Find a solution of the above simultaneous equations, in which all of x, y and z are positive, and prove that it is the only such solution.

Show that a solution exists in which x, y and z are real and distinct."

I haven't really made much progress on this problem. I divided the first equation by the second and got;

$$\frac{1}{x} + \frac{1}{y} + \frac{1}{z} = \frac{12}{2 + x + y + z}$$

or

$$2 + x + y + z = \frac{12}{\frac{1}{x} + \frac{1}{y} + \frac{1}{z}}$$

if we do this:

$$\frac{2 + x + y + z}{4} = \frac{3}{\frac{1}{x} + \frac{1}{y} + \frac{1}{z}}$$

I notice that the LHS is the arithmetic mean of {2, x, y, z} and the RHS is the harmonic mean of {x, y, z}. They are equal iff x = y = z = 2, so one solution is x = 2, y = 2, z = 2. BUT it appears that they want x, y and z to be distinct.

Can anyone help me here?

Thanks.

EDIT:
Wait... on second thought, what I wrote is wrong. The two sets {2,x,y,z} and {x,y,z} aren't identical. Looks like I am back to square one.

Last edited: Oct 1, 2012
2. Oct 1, 2012

### ramsey2879

Since the solution is unique, you can try to make the problem simple by adding a relationship between x,y and z and see if the problem can still be solved. perhaps you may try x,y,z form an arithmetic sequence, etc. What makes you think z,y,z must be different? Looks like a valid solution, i.e. the one in which x thru z are each positive.

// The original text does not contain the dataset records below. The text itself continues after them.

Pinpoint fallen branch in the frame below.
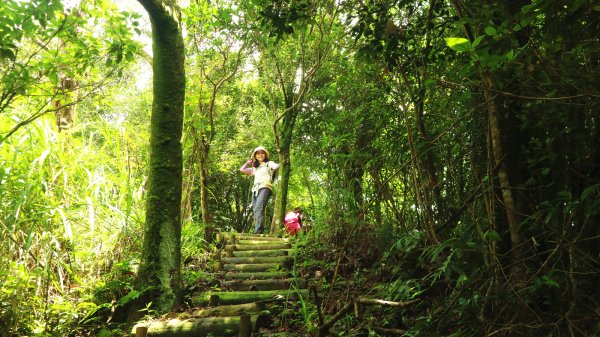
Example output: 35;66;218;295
317;301;354;337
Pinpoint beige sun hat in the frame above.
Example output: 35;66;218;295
250;146;269;160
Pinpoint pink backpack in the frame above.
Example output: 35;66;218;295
283;212;302;235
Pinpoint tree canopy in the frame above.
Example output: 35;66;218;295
0;0;600;336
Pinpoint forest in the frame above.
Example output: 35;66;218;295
0;0;600;337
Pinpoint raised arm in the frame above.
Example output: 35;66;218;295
240;159;252;175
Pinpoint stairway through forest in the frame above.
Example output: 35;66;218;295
131;233;308;337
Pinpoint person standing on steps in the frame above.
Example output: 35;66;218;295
240;146;279;234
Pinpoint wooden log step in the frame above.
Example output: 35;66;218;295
237;236;290;244
131;315;258;337
219;232;279;239
192;302;266;318
232;249;291;257
221;278;306;291
223;271;291;280
223;262;289;272
225;243;292;251
221;256;291;264
192;289;308;305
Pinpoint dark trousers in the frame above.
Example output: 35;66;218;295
252;188;271;234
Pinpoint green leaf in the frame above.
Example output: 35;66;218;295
542;167;550;176
484;26;498;36
471;35;485;49
445;37;471;52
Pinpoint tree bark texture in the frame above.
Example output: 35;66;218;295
138;0;185;310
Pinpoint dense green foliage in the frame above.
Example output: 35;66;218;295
0;0;600;336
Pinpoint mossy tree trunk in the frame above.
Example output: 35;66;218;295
138;0;185;310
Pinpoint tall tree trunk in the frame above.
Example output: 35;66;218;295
137;0;185;310
199;140;213;243
271;107;298;233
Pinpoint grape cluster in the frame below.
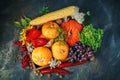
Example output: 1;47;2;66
69;42;94;63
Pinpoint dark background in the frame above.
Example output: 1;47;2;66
0;0;120;80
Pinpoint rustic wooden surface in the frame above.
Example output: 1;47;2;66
0;0;120;80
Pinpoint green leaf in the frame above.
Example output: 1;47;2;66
39;6;49;15
24;16;31;23
79;24;104;51
14;21;21;27
21;18;27;27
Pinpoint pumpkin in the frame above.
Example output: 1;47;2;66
32;38;48;48
62;20;83;46
32;47;52;66
52;41;69;60
42;22;59;39
26;28;41;40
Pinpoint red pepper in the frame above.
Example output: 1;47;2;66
13;41;22;46
32;38;48;48
41;68;71;74
26;28;41;40
58;61;88;68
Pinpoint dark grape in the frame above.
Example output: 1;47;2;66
70;58;75;63
69;42;94;63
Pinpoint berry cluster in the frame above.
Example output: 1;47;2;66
20;54;30;69
69;42;94;63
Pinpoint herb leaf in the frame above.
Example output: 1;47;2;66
21;18;27;27
24;16;31;23
79;24;104;51
14;21;21;27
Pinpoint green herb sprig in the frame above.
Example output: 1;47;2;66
14;16;31;28
79;24;104;51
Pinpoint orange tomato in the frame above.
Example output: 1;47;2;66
32;47;52;66
52;41;69;60
42;22;59;39
62;20;83;46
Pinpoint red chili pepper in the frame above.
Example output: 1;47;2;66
32;38;48;48
13;41;22;46
26;28;41;40
41;68;71;74
20;45;27;53
58;61;88;68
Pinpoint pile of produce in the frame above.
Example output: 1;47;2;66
14;5;103;78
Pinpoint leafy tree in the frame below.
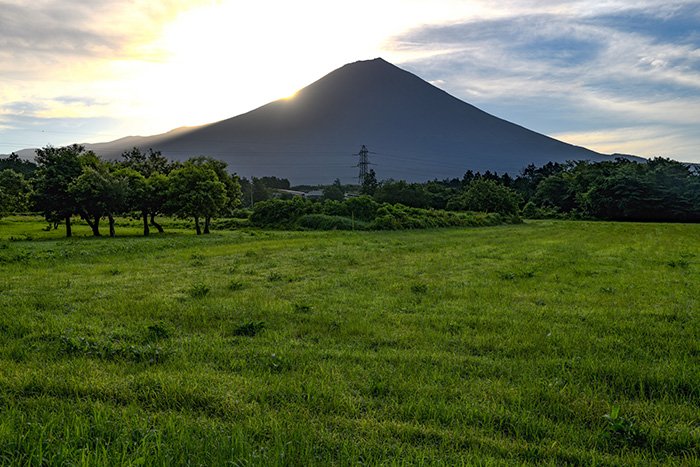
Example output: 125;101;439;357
260;177;291;190
68;164;128;237
447;179;521;214
144;172;170;234
323;178;345;201
0;152;36;178
360;169;379;196
34;144;91;237
113;168;150;237
532;173;576;212
0;169;31;212
374;180;430;208
168;163;228;235
121;147;179;178
185;156;241;217
120;147;174;236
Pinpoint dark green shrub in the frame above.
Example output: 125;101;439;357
297;214;366;230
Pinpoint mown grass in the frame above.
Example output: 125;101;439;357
0;218;700;465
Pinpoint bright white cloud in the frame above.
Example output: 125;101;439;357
0;0;700;160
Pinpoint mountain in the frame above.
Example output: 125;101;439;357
34;58;628;184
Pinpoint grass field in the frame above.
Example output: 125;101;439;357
0;218;700;466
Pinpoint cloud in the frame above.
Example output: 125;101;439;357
388;1;700;159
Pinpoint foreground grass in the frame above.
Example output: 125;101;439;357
0;219;700;465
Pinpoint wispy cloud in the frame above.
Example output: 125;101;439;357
389;1;700;158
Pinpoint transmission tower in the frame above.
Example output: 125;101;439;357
355;144;371;185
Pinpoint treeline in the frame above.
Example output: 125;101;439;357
0;145;241;237
250;195;520;230
298;158;700;222
0;149;700;236
515;158;700;222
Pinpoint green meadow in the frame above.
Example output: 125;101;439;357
0;217;700;466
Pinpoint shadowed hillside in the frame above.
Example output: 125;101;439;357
83;58;624;183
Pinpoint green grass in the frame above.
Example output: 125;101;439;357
0;218;700;466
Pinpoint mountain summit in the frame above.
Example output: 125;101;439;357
88;58;609;184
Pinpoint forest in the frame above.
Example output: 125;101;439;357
0;145;700;236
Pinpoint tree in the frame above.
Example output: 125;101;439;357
34;144;90;237
120;147;178;178
68;164;128;237
323;178;345;201
0;169;31;212
360;169;379;196
113;168;150;237
532;172;576;212
0;152;36;178
168;163;228;235
185;156;241;218
120;147;174;235
447;179;521;214
144;172;170;233
374;180;430;208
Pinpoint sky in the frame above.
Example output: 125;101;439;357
0;0;700;162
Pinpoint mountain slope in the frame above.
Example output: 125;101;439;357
90;59;606;183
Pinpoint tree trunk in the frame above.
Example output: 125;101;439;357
80;214;100;237
90;216;102;237
141;211;151;237
151;212;165;233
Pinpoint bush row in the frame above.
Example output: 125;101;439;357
251;196;520;230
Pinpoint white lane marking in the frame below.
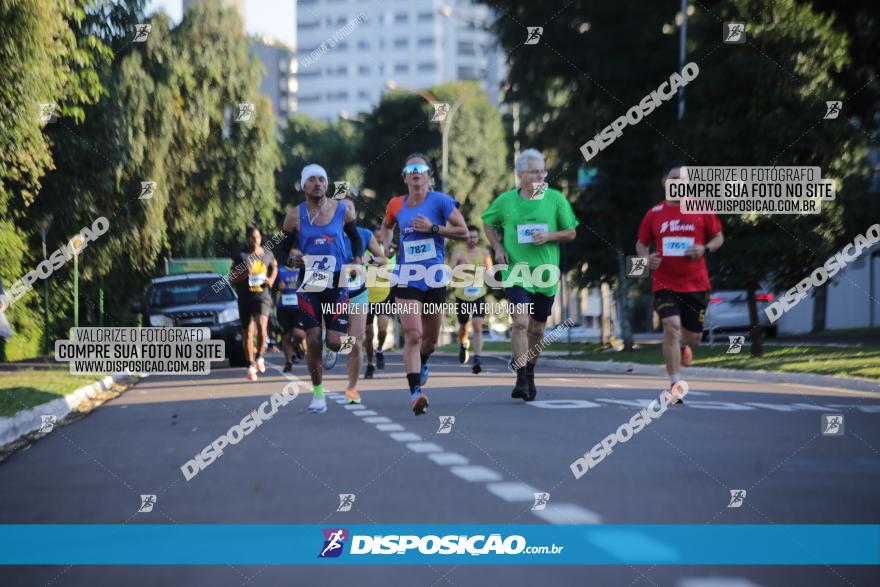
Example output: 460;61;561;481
376;424;403;432
428;452;470;466
449;465;501;482
532;504;602;524
486;481;538;503
354;410;377;417
406;442;443;453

In the second part, a negative number could be included.

Last edited: Oct 1, 2012
3. Oct 1, 2012

### pwsnafu

There are two different problems here, and you are conflating them

You want the unique positive solution. It is obvious that x=y=z=2 is the solution because you can substitute the values in the original. What you need to show is that unique implies symmetric.

The only positive solution is symmetric, so if you want distinct, at least one must be negative.